Experimental Evidence on Early Intervention: The Impact of Full-day Kindergarten

Nearly all school-age children in the United States attend kindergarten, and approximately three-quarters of kindergarten students are in full-day classrooms. While there have been dramatic increases in provision of and participation in full-day kindergarten, there is little evidence on the impact and cost-effectiveness of such programs and policies, particularly as compared to other types of investments in early childhood. Employing data from districts assigning students to kindergarten settings by lottery, I test the impact of full- versus half-day assignment on students’ literacy skills at the end of the kindergarten year, generating the first evidence based on random assignment of children to kindergarten type. The results indicate that full-day assignment has a substantial, positive effect (0.31 standard deviations) when comparing students across treatment conditions within the same school.
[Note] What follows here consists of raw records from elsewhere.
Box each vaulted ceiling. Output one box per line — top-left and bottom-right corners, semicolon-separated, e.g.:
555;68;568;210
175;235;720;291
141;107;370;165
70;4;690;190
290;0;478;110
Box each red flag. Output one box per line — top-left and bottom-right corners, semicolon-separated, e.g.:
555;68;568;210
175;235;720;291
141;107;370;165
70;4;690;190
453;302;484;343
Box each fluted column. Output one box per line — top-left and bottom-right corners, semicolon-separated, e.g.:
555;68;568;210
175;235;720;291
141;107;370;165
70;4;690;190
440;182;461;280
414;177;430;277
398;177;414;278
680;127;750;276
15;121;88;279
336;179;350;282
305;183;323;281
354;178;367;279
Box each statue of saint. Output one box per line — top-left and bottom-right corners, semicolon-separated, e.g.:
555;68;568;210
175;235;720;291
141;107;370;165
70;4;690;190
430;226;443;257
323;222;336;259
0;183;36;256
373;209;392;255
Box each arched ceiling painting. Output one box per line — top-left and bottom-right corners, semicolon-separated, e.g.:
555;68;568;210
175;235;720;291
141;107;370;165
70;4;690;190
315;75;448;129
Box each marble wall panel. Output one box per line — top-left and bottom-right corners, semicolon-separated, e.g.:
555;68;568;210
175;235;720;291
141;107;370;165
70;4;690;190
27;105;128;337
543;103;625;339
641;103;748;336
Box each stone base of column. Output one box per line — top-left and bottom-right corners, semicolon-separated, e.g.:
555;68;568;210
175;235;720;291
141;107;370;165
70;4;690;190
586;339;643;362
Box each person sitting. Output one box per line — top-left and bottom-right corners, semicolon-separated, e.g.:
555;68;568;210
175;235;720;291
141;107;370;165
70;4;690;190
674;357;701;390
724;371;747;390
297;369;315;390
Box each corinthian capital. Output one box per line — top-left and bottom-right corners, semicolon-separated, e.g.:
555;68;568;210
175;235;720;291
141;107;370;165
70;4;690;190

In particular, I find that Hispanic students realize large full-day kindergarten effects (0.70 s.d.), and notably this impact is statistically different than that experienced by students who are not Hispanic. Students who enter kindergarten with low literacy skills also experience particularly large gains. These heterogeneous treatment effects have implications for narrowing or closing the achievement gap early in formal schooling, and in fact the impact for Hispanic students constitutes approximately 70 percent of the control group’s end-of-kindergarten ethnicity gap. Using rough cost measures, a simple cost-effectiveness analysis suggests a range of effect sizes from 0.07–0.20 s.d. per thousand dollars of spending, which exceeds similar calculations from experimental evidence on other early investments. Given the positive evidence on program effects, I discuss implications of the study design and findings for policy, including targeted versus universal provision of full-day kindergarten.